My 3 Tribes experiment examines the link between personality and empathy that can influence the way we think about solving problems. It’s been rattling around in my mind for a while and UX Camp was an opportunity to test the theory. The slides I used together with the experiment results are available to download here UXCamp-3Tribes.
The experiment began by asking all participants to choose one of three questions they most identified with and take a red, green or blue sticky to remember their choice. Each question is based on a Myres Briggs personality test and selected to distinguish a participant’s empathy. As you will see from the slides the questions were never intended to provide an accurate determination of personality but would at least give some segregation. Next the participants were set a challenge of improving a well known end user experience problem, that of the ‘Unexpected item in the bagging area’. I asked everyone to think about their ideas individually at first so they would not be biased by others. The silence was deafening and after a long minute I let them group into their tribes to discuss ideas.

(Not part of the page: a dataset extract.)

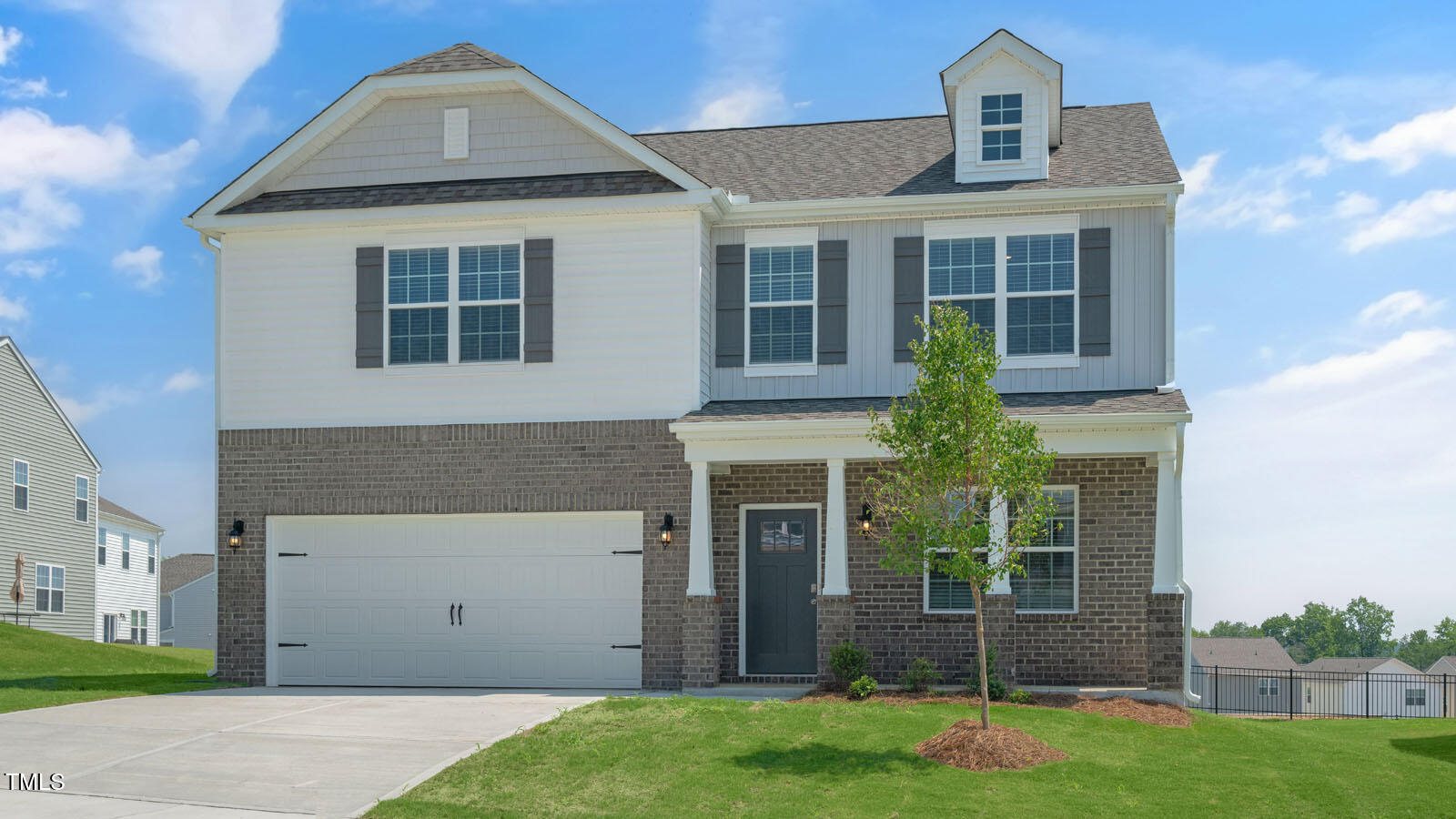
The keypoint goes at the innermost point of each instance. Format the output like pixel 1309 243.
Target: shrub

Think around 20 attended and 15 participants returned results for the experiment. To my surprise, the results show a significant correlation between expected empathy and improvement approach taken for design and business process. All participants that chose a blue tribe sticky responded with a business needs empathy. And participants that chose a green tribe sticky responded with a design needs empathy with one also voting ‘half’ for user needs. Two thirds of participants that chose a red tribe sticky responded with a user needs empathy. Caveat – participants agreed their user empathy was biased by their past experience as customers. Each participant determined their empathy based on the examples I demonstrated after we’d discussed a few improvements from each tribe.
I’m sure psychologists would find many mistakes in my amateur experiment and point out bias was inevitable but I do find the results interesting and hope you do too.
UX Camp offered several speakers with similar themes including Leo Barnes and Mark McElhaw’s Mindstates which I’ll be finding out more about.